Quote Originally Posted by Basil77 View Post
That's funny but you've just repeated word-by-word what Alexander Prohanov said several hours ago at "Echo Moskvy" radio. And btw, I agree with most of this, although I don't like Lukashenko at all.
I could only understand bits here and there of what Prohanov was saying and he's using a lot of "difficult" words...

But as a general observation, it seems to ME that many things that happened in the early 1990s in the ex USSR was not generally in the interest of most people. Seems that Lukashenko was the only CIS leader who realised that and put the brakes on.. Whether what he did after that was right or wrong.. is the question. Perhaps he allowed the country to stagnate.

I guess guess there WAS no easy solution, but the idea of "freedom" at the price of poverty, suffering and degradation for so many in society simply can't be what the majority would really have wanted! Doing the reforms slower might have prevented a lot of that.

And look at the ex Soviet republics how things have worked out there... In Central Asia they certainly don't have any more democracy now, than under the USSR, but now they are also much poorer also have less opportunities to improve their lives.

BBC makes pretty good and transparent surveys.
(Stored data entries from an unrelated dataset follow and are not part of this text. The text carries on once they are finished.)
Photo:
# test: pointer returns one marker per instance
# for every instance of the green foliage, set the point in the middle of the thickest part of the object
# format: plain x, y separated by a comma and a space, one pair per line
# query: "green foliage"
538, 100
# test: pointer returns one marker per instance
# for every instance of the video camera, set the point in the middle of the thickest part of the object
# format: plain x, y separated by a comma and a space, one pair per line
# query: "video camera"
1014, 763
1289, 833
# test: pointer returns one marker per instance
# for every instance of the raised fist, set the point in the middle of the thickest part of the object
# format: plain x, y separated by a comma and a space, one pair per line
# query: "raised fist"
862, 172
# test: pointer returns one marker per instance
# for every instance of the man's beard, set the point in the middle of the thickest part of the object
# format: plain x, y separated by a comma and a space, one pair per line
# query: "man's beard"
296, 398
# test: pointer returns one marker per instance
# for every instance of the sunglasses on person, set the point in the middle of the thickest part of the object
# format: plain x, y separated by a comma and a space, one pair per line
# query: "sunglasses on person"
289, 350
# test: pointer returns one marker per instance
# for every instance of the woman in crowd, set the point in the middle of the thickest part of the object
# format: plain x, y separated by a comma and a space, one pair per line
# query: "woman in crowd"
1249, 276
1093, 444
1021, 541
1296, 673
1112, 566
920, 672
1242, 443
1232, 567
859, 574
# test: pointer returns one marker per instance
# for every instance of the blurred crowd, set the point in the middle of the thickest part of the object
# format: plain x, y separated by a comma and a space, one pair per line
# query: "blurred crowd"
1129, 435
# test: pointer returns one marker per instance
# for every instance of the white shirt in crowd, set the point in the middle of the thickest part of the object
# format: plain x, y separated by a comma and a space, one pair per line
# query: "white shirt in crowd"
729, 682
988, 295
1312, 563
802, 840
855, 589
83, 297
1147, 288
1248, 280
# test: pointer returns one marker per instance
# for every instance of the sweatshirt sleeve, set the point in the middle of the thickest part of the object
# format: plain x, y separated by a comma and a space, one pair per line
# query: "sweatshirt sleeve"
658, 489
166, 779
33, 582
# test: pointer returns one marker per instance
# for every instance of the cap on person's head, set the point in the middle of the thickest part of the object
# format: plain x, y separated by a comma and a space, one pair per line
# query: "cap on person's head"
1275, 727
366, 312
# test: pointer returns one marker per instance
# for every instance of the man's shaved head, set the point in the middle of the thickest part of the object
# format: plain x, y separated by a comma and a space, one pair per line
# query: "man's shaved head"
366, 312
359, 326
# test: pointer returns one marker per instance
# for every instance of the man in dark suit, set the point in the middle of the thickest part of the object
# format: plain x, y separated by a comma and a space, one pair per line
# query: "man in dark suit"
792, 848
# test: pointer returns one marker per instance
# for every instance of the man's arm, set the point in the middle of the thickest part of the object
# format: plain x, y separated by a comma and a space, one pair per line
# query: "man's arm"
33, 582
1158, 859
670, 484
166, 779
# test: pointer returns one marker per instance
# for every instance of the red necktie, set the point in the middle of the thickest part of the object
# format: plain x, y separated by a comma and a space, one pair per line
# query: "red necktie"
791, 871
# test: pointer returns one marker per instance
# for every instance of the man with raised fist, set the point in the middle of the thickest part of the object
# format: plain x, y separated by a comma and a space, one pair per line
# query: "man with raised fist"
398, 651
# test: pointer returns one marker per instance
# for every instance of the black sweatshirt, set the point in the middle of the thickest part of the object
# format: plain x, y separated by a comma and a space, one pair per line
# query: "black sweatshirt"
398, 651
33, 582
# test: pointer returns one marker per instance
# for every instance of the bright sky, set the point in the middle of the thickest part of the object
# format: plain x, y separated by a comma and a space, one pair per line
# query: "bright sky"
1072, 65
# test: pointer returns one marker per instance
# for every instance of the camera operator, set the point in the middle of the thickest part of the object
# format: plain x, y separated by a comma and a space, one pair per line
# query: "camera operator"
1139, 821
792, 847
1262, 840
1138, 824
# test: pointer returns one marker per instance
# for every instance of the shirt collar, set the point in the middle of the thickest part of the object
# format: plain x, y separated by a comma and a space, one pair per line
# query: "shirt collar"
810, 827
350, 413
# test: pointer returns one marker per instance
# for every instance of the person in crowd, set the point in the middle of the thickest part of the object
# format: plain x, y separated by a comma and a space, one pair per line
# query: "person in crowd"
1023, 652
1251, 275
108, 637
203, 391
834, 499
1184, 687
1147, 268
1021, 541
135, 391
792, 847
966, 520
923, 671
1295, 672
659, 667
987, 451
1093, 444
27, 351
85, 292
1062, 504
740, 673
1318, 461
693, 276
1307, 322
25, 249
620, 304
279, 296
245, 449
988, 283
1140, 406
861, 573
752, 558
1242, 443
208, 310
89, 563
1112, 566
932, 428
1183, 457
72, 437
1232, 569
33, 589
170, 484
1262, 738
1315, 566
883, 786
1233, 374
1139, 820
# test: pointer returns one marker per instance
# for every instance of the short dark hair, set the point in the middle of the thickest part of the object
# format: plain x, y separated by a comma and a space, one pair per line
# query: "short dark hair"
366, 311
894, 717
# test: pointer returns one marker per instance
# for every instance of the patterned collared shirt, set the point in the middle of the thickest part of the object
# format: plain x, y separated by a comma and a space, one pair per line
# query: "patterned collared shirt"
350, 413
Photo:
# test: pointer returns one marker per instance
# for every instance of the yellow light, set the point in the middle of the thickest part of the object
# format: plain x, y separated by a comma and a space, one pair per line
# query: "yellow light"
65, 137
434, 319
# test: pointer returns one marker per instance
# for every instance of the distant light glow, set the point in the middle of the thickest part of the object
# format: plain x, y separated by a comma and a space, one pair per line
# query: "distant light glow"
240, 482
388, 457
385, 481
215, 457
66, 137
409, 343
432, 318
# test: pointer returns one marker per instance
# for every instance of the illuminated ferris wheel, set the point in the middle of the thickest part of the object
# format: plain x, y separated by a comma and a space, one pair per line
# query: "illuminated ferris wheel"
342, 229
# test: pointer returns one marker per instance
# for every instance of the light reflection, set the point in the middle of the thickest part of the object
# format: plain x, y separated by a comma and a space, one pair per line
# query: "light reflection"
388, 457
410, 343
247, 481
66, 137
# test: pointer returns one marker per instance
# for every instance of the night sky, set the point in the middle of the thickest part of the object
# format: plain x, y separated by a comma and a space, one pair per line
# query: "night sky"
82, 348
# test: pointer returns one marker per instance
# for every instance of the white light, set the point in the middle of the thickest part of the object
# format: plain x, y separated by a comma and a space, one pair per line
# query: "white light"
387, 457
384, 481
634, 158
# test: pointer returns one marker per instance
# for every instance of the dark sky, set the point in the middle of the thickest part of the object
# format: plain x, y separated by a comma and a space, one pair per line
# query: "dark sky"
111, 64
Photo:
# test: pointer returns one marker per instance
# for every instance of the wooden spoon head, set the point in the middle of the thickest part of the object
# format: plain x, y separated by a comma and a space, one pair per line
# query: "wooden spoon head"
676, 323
Here is what they found in 2009, in the survey "Twenty Years after Fall of Berlin Wall" (full survey with questions and methodology)Twenty Years after Fall of Berlin Wall

Quote Originally Posted by BBC World Services Survey
.....majorities would like their government to be more active in owning or directly controlling their country’s major industries in 15 of the 27 countries. This view is particularly widely held in countries of the former Soviet states of Russia (77%), and Ukraine (75%), but also Brazil (64%), Indonesia (65%), and France (57%).

Majorities support governments distributing wealth more evenly in 22 of the 27 countries —on average two out of three (67%) across all countries. In 17 of the 27 countries most want to see government doing more to regulate business—on average 56%.


The poll also asked about whether the breakup of the Soviet Union was a good thing or not. (.....)

Among former Warsaw Pact countries, most Russians (61%) and Ukrainians (54%) believe the breakup of the Soviet Union was a bad thing.